A federal magistrate judge in Chicago on Tuesday is slated to hear arguments about a critical in-house counsel issue: Whether or not lawyers at McDonald's USA retained their attorney-client and work product privilege while communicating with other employees and an outside consultant.

Earlier this month two lead plaintiffs in an antitrust class action filed a motion to compel McDonald's to produce 19 documents it has listed as privileged. The suit involves a former "no poach" provision in the company's contracts with franchisees, which required restaurants not to solicit or hire employees from other McDonald's restaurants without the other franchisee's consent.

McDonald's is represented by Gibson, Dunn & Crutcher, with San Francisco partner Rachel Brass opposing the motion to turn over the documents. Brass did not return messages seeking comment, and her office deferred questions to McDonald's, which also did not return messages.

Brass' court filing, though, makes clear where her client stands on the privilege issue. "Plaintiffs' arguments boil down to nothing more than an objection to McDonald's existence as a large corporation with complex legal needs," it states. "But that does not somehow eviscerate its entitlement to privileged legal advice."
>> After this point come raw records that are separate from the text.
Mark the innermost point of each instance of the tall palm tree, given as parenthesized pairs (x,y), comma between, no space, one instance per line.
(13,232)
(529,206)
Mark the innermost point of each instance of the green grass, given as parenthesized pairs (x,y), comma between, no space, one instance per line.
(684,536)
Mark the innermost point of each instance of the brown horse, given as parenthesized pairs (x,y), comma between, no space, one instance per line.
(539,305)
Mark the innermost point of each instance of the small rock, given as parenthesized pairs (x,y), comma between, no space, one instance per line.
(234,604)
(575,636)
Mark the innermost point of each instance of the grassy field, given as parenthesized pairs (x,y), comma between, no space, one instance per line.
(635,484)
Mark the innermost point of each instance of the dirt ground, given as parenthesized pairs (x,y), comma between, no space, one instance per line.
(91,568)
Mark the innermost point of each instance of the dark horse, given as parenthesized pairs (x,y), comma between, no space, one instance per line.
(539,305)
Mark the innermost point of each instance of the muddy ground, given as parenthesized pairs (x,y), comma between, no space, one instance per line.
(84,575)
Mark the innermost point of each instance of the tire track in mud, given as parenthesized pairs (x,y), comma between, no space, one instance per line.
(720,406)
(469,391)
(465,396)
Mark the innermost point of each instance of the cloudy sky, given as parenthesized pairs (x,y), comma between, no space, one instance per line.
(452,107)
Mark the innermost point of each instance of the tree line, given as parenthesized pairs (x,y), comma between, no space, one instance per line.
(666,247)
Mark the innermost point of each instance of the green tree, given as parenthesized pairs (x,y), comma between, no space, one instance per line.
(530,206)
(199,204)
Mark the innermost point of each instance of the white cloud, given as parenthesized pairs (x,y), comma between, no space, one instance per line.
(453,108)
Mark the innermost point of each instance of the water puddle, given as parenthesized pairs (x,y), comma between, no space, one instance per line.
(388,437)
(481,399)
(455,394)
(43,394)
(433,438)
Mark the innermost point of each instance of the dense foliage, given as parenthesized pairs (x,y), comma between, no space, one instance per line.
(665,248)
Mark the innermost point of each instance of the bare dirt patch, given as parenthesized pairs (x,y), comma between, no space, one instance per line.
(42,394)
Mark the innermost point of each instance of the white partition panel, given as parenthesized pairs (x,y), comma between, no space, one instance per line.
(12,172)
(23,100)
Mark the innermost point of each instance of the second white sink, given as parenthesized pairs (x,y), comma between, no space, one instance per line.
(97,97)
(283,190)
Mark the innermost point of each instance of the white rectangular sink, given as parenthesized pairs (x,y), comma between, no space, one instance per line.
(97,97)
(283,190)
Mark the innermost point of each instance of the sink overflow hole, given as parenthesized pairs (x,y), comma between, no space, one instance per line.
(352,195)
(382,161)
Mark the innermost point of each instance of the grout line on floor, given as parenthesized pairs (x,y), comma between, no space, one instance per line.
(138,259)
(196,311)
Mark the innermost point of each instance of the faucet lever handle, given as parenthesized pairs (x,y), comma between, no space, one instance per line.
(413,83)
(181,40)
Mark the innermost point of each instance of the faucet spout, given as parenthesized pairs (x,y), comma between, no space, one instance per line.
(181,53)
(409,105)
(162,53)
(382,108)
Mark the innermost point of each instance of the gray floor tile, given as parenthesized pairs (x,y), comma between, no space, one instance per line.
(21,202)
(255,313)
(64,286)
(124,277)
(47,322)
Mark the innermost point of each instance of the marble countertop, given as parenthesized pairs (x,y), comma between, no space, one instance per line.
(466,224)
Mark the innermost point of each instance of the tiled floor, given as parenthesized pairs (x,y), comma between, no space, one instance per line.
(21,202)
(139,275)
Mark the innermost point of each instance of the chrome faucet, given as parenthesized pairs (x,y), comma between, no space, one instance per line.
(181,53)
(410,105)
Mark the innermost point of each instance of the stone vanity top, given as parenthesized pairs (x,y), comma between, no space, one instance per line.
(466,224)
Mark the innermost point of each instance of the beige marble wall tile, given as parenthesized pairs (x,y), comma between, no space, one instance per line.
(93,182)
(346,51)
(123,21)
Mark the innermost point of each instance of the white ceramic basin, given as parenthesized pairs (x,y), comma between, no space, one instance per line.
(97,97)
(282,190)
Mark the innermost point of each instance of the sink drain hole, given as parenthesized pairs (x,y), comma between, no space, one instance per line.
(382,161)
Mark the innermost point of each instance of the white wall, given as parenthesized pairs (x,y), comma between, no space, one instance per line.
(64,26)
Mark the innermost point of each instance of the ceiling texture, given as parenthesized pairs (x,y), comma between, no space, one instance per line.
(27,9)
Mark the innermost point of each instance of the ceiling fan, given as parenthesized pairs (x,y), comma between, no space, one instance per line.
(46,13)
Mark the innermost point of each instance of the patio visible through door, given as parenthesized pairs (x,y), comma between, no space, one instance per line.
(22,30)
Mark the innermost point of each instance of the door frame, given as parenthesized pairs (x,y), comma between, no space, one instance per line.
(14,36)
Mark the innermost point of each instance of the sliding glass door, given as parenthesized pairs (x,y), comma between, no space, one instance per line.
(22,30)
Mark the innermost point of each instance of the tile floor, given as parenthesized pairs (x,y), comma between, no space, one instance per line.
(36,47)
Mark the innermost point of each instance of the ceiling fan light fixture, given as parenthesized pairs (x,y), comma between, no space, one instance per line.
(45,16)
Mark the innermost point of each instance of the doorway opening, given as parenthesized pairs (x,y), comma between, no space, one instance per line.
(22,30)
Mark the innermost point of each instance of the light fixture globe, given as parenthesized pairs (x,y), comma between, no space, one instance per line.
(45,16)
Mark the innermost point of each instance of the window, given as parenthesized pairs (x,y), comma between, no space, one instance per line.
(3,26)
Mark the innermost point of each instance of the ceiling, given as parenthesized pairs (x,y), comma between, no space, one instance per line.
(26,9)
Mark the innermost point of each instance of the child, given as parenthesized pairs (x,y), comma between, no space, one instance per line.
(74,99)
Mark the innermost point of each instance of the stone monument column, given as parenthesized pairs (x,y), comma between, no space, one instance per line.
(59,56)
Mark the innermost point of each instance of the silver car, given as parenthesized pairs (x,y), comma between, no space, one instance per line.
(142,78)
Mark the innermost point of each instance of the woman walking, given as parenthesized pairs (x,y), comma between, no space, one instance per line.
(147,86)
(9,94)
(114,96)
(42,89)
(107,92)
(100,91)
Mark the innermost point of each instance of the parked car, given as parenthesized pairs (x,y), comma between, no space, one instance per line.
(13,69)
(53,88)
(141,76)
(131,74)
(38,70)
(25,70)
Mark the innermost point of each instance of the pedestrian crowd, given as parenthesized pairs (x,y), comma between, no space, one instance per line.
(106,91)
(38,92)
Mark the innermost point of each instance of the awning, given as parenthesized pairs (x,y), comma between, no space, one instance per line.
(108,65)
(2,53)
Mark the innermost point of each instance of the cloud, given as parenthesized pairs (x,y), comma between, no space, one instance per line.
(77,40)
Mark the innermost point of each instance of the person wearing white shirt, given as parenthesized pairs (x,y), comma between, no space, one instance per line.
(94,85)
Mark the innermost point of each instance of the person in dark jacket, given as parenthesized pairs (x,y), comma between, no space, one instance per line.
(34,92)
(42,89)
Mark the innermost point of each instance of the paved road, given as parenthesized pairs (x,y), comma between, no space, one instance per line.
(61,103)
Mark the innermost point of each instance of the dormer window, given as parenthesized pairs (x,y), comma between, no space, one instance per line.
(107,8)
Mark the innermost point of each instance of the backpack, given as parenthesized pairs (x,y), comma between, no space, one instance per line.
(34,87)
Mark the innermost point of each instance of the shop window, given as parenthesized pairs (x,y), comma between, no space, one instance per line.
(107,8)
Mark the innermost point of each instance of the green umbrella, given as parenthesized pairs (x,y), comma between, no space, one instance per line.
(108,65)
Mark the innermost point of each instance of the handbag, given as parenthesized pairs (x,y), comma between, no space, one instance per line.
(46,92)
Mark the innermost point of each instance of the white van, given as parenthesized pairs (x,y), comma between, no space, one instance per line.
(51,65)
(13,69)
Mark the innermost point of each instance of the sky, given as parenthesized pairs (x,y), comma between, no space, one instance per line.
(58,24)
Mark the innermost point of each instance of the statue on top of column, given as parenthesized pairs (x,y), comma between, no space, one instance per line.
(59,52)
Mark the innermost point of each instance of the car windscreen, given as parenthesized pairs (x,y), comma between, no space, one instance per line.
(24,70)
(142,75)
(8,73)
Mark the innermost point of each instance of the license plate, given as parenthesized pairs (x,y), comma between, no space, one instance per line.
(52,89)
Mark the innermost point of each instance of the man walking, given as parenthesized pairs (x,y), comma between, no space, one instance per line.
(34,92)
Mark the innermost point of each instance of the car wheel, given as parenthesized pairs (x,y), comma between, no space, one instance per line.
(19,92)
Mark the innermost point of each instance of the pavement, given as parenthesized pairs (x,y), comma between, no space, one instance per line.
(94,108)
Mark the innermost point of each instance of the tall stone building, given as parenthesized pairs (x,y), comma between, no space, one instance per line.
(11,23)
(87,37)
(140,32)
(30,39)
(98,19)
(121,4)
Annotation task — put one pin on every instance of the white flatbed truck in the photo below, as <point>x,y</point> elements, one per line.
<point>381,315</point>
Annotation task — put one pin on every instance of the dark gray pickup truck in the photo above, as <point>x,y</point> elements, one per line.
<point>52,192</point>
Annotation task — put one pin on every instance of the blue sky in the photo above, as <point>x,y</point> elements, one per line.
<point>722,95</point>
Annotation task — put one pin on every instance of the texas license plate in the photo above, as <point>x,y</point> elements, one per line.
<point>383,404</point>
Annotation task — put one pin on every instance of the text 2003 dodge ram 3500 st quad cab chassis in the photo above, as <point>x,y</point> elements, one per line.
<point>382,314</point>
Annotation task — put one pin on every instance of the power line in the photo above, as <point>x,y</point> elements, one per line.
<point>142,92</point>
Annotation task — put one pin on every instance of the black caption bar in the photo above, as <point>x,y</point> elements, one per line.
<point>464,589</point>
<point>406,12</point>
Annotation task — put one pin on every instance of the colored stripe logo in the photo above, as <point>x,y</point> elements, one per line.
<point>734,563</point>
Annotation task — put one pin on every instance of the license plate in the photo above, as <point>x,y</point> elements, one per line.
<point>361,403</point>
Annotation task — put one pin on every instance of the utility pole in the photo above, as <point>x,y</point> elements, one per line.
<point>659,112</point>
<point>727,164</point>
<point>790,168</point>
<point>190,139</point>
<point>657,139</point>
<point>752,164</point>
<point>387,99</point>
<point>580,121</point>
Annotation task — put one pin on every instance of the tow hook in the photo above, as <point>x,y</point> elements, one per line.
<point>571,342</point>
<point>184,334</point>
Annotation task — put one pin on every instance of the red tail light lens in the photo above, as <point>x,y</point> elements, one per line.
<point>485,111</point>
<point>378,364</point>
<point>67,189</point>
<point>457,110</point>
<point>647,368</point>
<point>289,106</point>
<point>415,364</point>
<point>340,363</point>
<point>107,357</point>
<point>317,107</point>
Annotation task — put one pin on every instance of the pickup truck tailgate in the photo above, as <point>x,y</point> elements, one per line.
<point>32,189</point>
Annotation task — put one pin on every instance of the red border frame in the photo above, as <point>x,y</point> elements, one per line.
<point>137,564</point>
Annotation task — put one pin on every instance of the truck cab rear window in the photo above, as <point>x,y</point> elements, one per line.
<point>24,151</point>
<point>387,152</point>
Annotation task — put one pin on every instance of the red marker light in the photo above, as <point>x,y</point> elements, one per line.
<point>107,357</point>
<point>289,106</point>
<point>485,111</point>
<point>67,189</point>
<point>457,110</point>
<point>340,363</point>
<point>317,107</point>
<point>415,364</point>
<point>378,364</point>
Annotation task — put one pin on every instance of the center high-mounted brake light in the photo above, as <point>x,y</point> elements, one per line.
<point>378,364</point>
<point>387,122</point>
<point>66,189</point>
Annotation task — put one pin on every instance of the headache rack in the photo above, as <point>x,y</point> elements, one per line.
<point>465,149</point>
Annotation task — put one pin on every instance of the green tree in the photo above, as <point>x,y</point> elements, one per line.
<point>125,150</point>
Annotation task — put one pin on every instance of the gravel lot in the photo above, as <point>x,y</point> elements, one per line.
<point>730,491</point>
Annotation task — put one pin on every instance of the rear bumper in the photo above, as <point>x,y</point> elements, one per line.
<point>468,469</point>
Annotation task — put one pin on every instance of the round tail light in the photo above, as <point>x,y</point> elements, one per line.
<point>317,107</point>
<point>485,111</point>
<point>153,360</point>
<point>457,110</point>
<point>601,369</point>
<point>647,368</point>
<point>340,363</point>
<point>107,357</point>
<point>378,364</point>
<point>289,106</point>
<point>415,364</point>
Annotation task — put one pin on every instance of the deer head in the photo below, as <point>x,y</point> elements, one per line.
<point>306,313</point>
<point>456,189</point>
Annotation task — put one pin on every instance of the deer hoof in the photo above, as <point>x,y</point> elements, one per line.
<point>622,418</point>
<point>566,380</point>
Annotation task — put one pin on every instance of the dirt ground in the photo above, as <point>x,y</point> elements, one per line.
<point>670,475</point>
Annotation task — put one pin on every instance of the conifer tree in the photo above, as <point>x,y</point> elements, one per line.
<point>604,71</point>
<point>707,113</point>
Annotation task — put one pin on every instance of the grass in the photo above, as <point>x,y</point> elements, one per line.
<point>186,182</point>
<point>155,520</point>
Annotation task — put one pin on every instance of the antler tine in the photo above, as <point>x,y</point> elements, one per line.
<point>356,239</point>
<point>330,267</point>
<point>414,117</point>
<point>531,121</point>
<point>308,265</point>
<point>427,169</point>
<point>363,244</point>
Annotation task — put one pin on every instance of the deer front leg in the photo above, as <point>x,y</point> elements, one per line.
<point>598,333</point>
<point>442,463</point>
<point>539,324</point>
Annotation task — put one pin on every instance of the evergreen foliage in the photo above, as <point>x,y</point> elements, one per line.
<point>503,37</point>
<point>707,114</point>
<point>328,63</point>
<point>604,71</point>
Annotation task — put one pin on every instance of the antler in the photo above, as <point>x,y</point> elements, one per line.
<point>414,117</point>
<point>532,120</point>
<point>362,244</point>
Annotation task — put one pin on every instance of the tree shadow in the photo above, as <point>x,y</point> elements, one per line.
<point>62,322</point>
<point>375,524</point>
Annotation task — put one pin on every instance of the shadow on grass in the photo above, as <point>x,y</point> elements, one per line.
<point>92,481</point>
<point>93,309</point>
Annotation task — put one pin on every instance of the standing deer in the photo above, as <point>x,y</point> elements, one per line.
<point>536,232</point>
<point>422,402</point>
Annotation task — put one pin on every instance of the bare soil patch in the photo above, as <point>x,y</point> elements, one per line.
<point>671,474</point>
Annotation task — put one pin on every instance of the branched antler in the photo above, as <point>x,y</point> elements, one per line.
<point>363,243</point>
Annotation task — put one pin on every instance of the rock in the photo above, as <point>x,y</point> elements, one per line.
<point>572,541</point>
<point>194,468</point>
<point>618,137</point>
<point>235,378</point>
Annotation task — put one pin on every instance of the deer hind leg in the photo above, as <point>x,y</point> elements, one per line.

The plaintiffs' legal team is led by Lieff Cabraser Heimann & Bernstein, with San Francisco partner Yaman Salahi writing the motion to compel production of the documents. Salahi confirmed the hearing date Tuesday but declined further comment.

In their court filings, the parties tend to agree that the communications fall into three key categories:

  • Some 14 documents sent by various in-house counsel, often including McDonald's U.S. general counsel Mahrukh Hussain, to large lists of employees.
  • Four business-related email attachments, two of which were sent by Hussain, that were copied to various employees and in-house lawyers; a third was sent by senior counsel Danny Sikka to human resources employees requesting feedback about a proposed reorganization; and the fourth sent by Hal Merck, then McDonald's managing counsel, to legal and government affairs employees about a congressional inquiry.
  • One memo sent by in-house counsel to various people, including to an outside consultant from McKinsey & Co.

Salahi's motion argues that many if not all of the 14 documents sent to large groups fail the privilege test because the company has not shown that all the recipients needed access to the communications.

His motion says several of the emails appear to be primarily business documents that happened to be copied to in-house lawyers. He suggests an in camera review of the four emails should determine if they are non-privileged business communications or legal and therefore privileged documents.

Finally, Salahi argues the privilege was waived when one email included an outside consultant, even though it came from an in-house counsel.

In her opposing motion, Brass argues that in-house counsel's "advice to all employees about issues related to their duties—like that in the first 14 documents Plaintiffs challenge—is privileged. And it is no surprise that in limited circumstances this requires advice to entire departments about a significant legal issue."

Her motion argues the four email attachments were sent to in-house attorneys to obtain their legal advice, and therefore remain privileged even if they do serve a business purpose.

And she argues privilege was not waived where the consultant's role was little different than the employees he worked alongside, which the court had already ruled earlier in this same case.

As Brass sums it up in her motion: "A company's general counsel emails human resources employees advising them on compliance with wage and benefit laws. An in-house lawyer lays out an initial legal analysis of a congressional inquiry for executives and the company's legal team. A senior employee sends a draft document to in-house counsel and asks for his legal analysis. These are the communications Plaintiffs seek to discover, each a blackletter example of attorney-client privilege."

A recent article by Jeffrey Reilly, who serves as general counsel at Miles & Stockbridge, suggests that courts have generally upheld in-house counsel privilege but have found exceptions, especially in the three areas that the plaintiffs are attacking.

"The attorney-client privilege does not automatically protect communications simply because a lawyer participated in them," Reilly wrote.

On Tuesday, in U.S. District Court for the Northern District of Illinois, McDonald's and the plaintiffs may find out which arguments sway U.S. District Magistrate Judge David Weisman of the Northern District of Illinois on in-house counsel privilege.